Clock skew correction

Timezone settings can't help when a host's clock itself is wrong — say, a server drifting 40 seconds ahead because NTP is broken. The totonoeLog.clockSkew.fileOffsets setting corrects such logs by ±N seconds, per file-name pattern (first matching rule wins):

"totonoeLog.clockSkew.fileOffsets": [
  { "filePattern": "app-server\\.log", "offsetSeconds": -40 },
  { "filePattern": "db-.*\\.log", "offsetSeconds": 2.5 }
]

Unlike totonoeLog.timezone.sourceOffset, the correction applies to every recognized timestamp — including ones with an explicit offset, Z, or epoch form — because the clock that produced them was itself off. Merged and normalized/filtered/collapsed views sort, display, and date-filter by the corrected times. The raw log text is never rewritten, and the compare view is unaffected (it masks timestamps entirely). Invalid entries are skipped with a warning; the remaining rules keep working.

Custom timestamp formats

If your logs use a timestamp format the built-ins don't recognize, add it with the totonoeLog.timestampFormats setting. Each entry is a regular expression whose named capture groups tell Totonoe Log how to interpret the match. Custom formats are tried before the built-in ones, so they can also override a built-in interpretation. Patterns are automatically anchored to the start of the line.

"totonoeLog.timestampFormats": [
  {
    "name": "jp-date",
    "pattern": "(?<y>\\d{4})年(?<mo>\\d{1,2})月(?<d>\\d{1,2})日 (?<h>\\d{1,2}):(?<mi>\\d{2}):(?<s>\\d{2})"
  }
]

Supported capture groups:

  • Calendar style: y mo d h mi s (all required), plus optional ms (fractional seconds), tzs tzh tzm (offset sign/hours/minutes), and tzz (a literal Z meaning explicit UTC). Without an offset the timestamp is interpreted as UTC, or as totonoeLog.timezone.sourceOffset when that setting is configured
  • Epoch style: epochMs (epoch milliseconds) or epochSec (epoch seconds, with an optional ms group for the fractional part)

Invalid entries (bad regex, missing groups) are skipped with a warning; the remaining formats keep working.

Installation

Download totonoe-log.vsix from the GitHub Releases page and install it:

code --install-extension totonoe-log.vsix

or run Extensions: Install from VSIX... from the Command Palette.

Settings

All settings live under the totonoeLog namespace.

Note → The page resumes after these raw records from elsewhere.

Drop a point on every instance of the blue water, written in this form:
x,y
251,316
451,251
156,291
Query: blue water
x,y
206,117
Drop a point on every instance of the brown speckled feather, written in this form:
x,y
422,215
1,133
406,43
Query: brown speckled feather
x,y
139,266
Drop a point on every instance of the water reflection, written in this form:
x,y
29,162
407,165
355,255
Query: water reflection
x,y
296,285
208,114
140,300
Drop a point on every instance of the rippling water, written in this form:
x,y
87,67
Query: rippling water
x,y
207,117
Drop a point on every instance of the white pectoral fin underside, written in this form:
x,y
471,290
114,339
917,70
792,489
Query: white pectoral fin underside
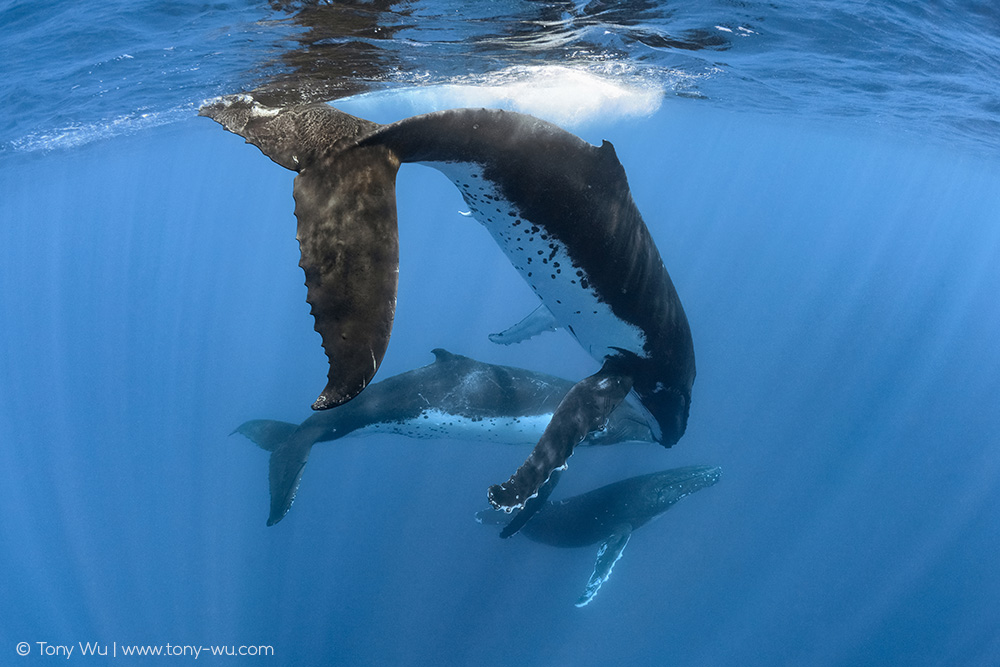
x,y
538,321
609,553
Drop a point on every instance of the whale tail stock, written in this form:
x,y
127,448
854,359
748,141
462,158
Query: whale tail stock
x,y
345,204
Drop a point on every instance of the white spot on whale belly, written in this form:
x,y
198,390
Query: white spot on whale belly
x,y
434,423
547,266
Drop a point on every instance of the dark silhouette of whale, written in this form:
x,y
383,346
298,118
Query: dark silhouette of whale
x,y
453,397
609,515
561,210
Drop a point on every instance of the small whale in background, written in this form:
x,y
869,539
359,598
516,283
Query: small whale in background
x,y
559,207
609,515
453,397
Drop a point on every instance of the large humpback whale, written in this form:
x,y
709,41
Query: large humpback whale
x,y
559,208
453,397
609,515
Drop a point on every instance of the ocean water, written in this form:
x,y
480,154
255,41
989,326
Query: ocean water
x,y
822,180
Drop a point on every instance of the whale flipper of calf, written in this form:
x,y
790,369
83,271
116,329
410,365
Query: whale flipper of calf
x,y
558,207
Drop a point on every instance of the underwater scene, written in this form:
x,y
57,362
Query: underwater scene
x,y
517,332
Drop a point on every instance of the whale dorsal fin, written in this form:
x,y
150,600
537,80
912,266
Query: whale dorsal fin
x,y
609,553
441,354
536,322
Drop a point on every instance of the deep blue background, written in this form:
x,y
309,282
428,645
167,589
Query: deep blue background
x,y
842,291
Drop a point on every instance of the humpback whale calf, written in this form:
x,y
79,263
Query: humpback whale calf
x,y
453,397
559,207
609,515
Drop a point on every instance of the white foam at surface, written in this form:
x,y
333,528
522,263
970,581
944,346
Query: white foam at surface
x,y
566,96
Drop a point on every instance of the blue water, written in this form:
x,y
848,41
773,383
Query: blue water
x,y
822,180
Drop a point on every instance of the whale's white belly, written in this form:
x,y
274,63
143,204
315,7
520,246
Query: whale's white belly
x,y
432,423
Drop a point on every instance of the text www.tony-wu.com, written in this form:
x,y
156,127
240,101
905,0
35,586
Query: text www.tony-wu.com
x,y
115,650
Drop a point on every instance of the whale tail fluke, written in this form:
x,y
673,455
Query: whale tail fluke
x,y
289,445
345,203
285,474
267,434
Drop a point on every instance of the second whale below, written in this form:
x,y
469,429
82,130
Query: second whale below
x,y
453,397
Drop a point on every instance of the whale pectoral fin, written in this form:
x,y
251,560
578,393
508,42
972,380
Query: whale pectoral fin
x,y
267,434
538,321
609,553
532,505
585,408
284,475
346,210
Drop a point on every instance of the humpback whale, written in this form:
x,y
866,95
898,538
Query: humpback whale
x,y
453,397
609,515
559,207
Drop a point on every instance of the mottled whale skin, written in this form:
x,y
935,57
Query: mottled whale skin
x,y
453,397
559,207
609,515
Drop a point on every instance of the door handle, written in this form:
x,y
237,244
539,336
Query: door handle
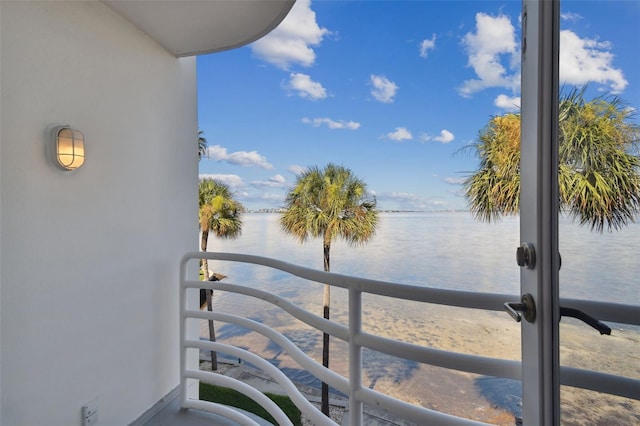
x,y
582,316
527,306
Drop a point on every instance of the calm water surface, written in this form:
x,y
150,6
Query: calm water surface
x,y
446,250
452,250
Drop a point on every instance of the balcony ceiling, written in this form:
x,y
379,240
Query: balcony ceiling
x,y
192,27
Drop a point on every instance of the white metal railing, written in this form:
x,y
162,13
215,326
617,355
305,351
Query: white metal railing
x,y
357,340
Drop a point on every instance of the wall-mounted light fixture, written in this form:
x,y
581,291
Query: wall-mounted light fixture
x,y
68,148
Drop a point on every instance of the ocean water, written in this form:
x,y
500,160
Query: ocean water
x,y
446,250
454,251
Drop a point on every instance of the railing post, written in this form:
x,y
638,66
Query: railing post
x,y
355,356
188,359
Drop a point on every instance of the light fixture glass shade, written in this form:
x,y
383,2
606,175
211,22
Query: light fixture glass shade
x,y
69,148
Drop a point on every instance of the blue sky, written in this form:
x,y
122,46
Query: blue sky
x,y
391,90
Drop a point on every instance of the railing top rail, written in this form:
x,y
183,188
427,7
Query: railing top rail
x,y
606,311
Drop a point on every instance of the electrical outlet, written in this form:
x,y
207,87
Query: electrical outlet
x,y
90,413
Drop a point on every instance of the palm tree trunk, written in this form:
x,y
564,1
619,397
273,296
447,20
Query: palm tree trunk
x,y
209,293
326,301
212,332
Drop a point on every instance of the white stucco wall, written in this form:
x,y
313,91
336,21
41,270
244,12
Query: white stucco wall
x,y
89,260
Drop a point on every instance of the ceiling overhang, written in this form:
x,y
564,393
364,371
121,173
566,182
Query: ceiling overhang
x,y
193,27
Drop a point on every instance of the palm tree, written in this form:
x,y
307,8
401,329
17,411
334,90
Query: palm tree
x,y
221,214
599,166
202,145
329,203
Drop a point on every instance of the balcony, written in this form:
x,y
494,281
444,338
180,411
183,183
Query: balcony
x,y
365,404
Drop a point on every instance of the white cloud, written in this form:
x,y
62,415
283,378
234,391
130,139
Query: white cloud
x,y
400,134
585,60
570,16
383,89
239,158
234,181
306,87
292,41
297,169
276,181
444,137
454,181
409,201
332,124
507,103
426,45
495,38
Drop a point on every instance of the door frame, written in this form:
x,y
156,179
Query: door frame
x,y
539,210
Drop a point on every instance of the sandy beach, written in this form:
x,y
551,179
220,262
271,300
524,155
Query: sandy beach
x,y
494,334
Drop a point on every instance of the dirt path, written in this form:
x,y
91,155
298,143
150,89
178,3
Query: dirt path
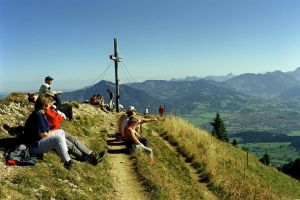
x,y
126,184
209,195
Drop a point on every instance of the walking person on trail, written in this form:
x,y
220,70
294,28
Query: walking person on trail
x,y
161,110
111,97
132,141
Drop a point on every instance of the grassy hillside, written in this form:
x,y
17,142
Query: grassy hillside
x,y
225,165
223,172
49,179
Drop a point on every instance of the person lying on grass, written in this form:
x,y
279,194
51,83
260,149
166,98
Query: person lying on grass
x,y
39,138
132,141
75,147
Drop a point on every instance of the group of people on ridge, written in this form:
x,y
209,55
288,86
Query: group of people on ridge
x,y
98,100
43,133
130,130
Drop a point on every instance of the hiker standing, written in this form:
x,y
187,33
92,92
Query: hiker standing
x,y
161,110
132,141
111,97
46,88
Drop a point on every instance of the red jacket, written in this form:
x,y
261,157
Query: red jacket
x,y
54,119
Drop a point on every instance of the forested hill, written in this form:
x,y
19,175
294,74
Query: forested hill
x,y
223,170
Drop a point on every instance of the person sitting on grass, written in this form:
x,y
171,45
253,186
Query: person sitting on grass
x,y
40,139
75,147
132,141
123,122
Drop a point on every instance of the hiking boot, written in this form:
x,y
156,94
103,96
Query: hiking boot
x,y
68,165
95,158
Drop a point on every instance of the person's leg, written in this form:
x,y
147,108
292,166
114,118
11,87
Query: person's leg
x,y
75,145
146,149
57,142
143,140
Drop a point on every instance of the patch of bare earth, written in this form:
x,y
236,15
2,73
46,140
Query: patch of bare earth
x,y
126,183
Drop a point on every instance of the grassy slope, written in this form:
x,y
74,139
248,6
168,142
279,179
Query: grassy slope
x,y
50,179
224,165
220,164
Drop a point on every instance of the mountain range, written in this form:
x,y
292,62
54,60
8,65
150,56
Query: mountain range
x,y
182,97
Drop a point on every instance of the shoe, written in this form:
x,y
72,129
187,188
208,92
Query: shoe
x,y
68,165
95,159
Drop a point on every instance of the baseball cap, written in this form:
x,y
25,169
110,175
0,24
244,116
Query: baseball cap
x,y
130,108
50,93
49,78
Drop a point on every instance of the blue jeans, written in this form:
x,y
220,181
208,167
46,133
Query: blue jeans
x,y
75,147
55,142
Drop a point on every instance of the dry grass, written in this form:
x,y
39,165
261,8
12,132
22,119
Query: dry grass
x,y
49,179
225,165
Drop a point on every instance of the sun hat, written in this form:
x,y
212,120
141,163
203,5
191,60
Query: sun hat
x,y
49,78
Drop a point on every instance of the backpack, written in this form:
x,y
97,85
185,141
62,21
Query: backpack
x,y
20,155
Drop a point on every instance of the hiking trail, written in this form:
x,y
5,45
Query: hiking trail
x,y
207,194
126,183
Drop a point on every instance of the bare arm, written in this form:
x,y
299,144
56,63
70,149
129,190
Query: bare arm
x,y
46,134
133,137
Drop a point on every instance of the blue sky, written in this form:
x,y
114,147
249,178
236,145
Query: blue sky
x,y
71,40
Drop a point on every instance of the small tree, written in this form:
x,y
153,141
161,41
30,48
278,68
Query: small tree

Setting Type Default Description
totonoeLog.gap.thresholdSeconds number 30 Insert a "XX seconds of silence" separator line in Show Normalized View and Show Merged View (and their filtered variants) when the timestamp gap between consecutive entries is at least this many seconds. 0 disables it.
totonoeLog.collapse.threshold number 3 How many consecutive repeats it takes before Show Collapsed View folds them into one line.
totonoeLog.copyMasked.maskTimestamp boolean true Mask timestamps when running Copy Masked Text.
totonoeLog.copyMasked.maskHost boolean true Mask IPv4/IPv6 addresses — and the hostname token of lines recognized as syslog format (not arbitrary hostnames in general) — when running Copy Masked Text.
totonoeLog.timezone.sourceOffset string "UTC" UTC offset (e.g. +09:00) to assume for timestamps without explicit timezone information. Does not affect timestamps with an explicit offset or Z, or epoch formats. See Timezone normalization.
totonoeLog.timezone.fileOffsets array [] Per-file-name-pattern overrides of totonoeLog.timezone.sourceOffset, for correcting per-server timezone differences when merging. Rules are evaluated top to bottom; the first match wins.
totonoeLog.timezone.display string "UTC" The timezone every view renders timestamps in: UTC, local (this machine's timezone), or a UTC offset like +09:00 (rendered as 2024-01-02T12:04:05.000+09:00).
totonoeLog.clockSkew.fileOffsets array [] Shift the timestamps of logs from hosts with skewed clocks by ±N seconds, per file-name pattern. Applies to all recognized timestamps regardless of timezone notation; merged and normalized views use the corrected times. The first matching rule wins. See Clock skew correction.
totonoeLog.timestampFormats array [] Add timestamp formats the built-ins don't recognize, as regular expressions with named capture groups. Tried before the built-in formats. See Custom timestamp formats.

The Totonoe series

Totonoe Log is the first of a planned "Totonoe" series: small VS Code extensions, each built around tidying up (整える, totonoeru) some kind of messy input.